We understand that you have questions regarding the timekeeping system in our police department and understand that it was a confusing system. The police department operates 24 hours a day and the officers from the newest patrol officer to the Chief of Police are required to be present at meetings, training, and emergencies that might arise outside of their regular working hours. Traditional work schedules aren’t always applicable and our goal is to respond to the needs of the community.
On January 1, 2019 we implemented a new digital timekeeping system with additional checks and balances. In an effort to be transparent, in 2018 we contacted the Indiana State Police to request investigations into timekeeping irregularities and have cooperated during the investigations conducted by ISP as well as the Indiana State Board of Accounts. We also continue to work with these agencies as they review our old time keeping system which should have been changed many years ago. However, since the cases involving two former CPD officers have yet to be adjudicated, we will not be making any additional statements or comments that could inadvertently affect the outcome of these cases.”
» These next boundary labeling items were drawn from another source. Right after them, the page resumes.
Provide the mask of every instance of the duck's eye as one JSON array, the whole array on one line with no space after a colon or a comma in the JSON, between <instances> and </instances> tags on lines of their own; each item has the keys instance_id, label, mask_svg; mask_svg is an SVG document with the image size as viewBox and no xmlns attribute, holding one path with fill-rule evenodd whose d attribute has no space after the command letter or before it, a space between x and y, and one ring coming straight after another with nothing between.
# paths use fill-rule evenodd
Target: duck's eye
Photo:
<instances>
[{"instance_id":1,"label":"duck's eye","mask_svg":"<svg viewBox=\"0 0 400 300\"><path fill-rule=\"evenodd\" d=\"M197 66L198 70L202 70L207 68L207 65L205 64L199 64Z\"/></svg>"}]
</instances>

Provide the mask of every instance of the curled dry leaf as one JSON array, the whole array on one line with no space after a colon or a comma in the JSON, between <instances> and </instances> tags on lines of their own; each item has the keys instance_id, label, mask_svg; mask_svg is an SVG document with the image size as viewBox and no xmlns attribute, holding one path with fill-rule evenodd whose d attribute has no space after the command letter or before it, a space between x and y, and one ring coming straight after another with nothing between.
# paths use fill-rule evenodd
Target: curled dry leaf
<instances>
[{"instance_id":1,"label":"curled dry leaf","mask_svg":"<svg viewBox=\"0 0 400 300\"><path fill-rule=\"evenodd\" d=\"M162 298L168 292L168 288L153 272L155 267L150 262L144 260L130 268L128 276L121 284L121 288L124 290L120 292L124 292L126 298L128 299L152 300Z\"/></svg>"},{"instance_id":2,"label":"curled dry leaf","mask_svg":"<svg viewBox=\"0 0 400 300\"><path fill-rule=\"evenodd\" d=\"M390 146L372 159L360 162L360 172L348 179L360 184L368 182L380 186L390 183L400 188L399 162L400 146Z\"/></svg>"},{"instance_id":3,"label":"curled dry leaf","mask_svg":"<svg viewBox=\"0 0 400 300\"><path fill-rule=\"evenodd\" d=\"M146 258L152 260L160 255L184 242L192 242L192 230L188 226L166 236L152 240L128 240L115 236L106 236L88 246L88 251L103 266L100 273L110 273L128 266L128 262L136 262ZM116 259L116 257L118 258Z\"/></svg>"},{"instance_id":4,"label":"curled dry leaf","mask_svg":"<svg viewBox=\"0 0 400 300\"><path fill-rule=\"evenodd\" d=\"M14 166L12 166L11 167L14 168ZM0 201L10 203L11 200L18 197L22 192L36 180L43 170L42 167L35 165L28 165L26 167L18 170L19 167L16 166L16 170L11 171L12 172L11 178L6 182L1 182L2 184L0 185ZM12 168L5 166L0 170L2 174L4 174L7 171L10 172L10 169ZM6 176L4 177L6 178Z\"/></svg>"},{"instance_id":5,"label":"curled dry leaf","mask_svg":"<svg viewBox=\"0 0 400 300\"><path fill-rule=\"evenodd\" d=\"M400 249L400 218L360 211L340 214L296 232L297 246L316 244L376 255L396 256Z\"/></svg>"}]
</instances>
A push for changing city policy and procedure
Former mayor Kristen Brown agrees the police chief sometimes has to work outside of business hours for things like city council and neighborhood watch meetings, which take place in the evenings.
"Each of those times, he's earning paid time off,” said Brown.
But Brown points out Rohde often was not using paid time off when working for the hospital and court services.
"He's legally allowed to do that as long as he's taking paid time off from the city, which he clearly wasn't doing,” said Brown.
WRTV Investigates requested from the city any policies that allowed Rohde to “flex” his time, or move his schedule around to accommodate a second or third job— but the city has not yet provided any such record.
Brown and taxpayer Dave Jones say the city needs to make additional changes beyond its improvements to its timekeeping system.
"If you're going to have a job outside the city, that should be disclosed,” said Brown. “I think that would go a long way."
"Additional policies and procedures should be put in place,” said Jones. “It needs to be locked down. You need to be on the job."
Meister and May could likely plead guilty next week
Officers Daniel Meister and Ronald May are now retired from the Columbus Police Department and have not agreed to speak with WRTV.
They originally pleaded not guilty to the charges of theft, ghost employment and official misconduct, but they are scheduled for a change of plea hearing on December 23—which likely means they will plead guilty to at least one of the charges.
They have claimed they were allowed to flex their time on the days they worked for the hospital.
State auditors requested the officer repay taxpayers more than $9,000 for the city compensation they earned while they worked overlapping shifts at the hospital.
They have paid their balance in full— Meister paid $4,110.35 and May paid $4,903.54, according to the Indiana Attorney General’s office.
Meister paid the money prior to the attorney general having to file a civil lawsuit to recoup the money on behalf of taxpayers, and May paid his portion after the state filed suit.
Once the state received payment from May, the lawsuit was dismissed.
We have reached out to attorneys for Meister and May this month seeking a statement and have not yet heard back from them.